Frederick sighed quietly. You liked to think the people on your side, the people you were leading into the sunlight of freedom, were all clever and filled with natural nobility. You liked to think so, yes, but they would disappoint you in a hurry if you did. They were people, no better and no worse than any others. For too long, masters had judged them worse than others. That would have to change. But they were no better, either.
And so Frederick had to explain: "Somebody's gonna miss the fellow you shot. Somebody'll come and try to find out what happened to him."
"Oh." The other Negro contemplated that. He didn't need long to find an answer that satisfied him: "Then we plug that son of a bitch, too."
That could work… for a little while. "They won't keep coming one at a time, you know," Frederick said gently. "They may not even come one at a time when this poor, sorry bastard doesn't ride home."
"Oh," the field hand said again. He nodded, with luck in wisdom. "Reckon you're right. I didn't think of that."

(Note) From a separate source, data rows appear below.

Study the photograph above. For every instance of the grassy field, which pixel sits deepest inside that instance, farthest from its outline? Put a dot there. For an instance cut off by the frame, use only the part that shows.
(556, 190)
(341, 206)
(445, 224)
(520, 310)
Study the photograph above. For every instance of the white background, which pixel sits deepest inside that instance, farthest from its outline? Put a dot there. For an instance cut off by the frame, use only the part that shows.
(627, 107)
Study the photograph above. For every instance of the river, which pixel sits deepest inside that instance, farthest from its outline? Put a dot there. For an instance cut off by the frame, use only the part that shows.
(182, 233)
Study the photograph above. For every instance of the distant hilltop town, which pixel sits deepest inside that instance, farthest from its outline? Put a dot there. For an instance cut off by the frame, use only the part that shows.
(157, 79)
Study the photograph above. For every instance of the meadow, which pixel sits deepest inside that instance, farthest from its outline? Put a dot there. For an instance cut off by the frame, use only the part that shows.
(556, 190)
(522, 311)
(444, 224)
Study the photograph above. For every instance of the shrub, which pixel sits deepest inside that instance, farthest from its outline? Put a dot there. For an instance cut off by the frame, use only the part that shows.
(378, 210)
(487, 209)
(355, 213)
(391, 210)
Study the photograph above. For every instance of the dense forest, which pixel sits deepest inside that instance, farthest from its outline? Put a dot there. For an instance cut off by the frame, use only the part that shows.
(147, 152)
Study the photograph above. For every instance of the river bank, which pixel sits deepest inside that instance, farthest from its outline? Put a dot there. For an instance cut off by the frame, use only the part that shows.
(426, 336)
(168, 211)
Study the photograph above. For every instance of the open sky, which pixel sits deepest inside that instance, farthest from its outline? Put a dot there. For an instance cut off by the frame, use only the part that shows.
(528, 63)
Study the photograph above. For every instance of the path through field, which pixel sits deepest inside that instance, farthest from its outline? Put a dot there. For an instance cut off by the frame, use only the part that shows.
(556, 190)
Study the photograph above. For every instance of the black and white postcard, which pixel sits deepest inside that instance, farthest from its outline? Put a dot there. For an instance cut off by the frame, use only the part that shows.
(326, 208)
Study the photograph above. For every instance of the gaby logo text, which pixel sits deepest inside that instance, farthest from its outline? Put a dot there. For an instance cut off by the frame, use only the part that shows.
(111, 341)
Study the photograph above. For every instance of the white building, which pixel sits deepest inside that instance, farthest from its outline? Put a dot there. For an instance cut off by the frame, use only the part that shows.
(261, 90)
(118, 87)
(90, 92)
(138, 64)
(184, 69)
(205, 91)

"Why am I not surprised?" Frederick murmured. Lorenzo's shoulders shook with suppressed mirth. The field hand didn't get it. Frederick wasn't surprised at that, either. A swallowed sigh almost gave him the hiccups.
He gave his orders. One of the new recruits to the Liberating Army, a copperskin from the Barker plantation, said, "I don't want to do no more fighting. Long as I'm rid of the dirty snake who was crackin' the whip on us, I'd just as soon take it easy for a while."
Several others, copperskins and Negroes, made it plain they felt the same way. No, not everybody in the uprising was as bright as he might have been. "Well, you can do that," Frederick said.
"I can? All right!" The new recruit sounded amazed and delighted. He hadn't expected things to be so easy.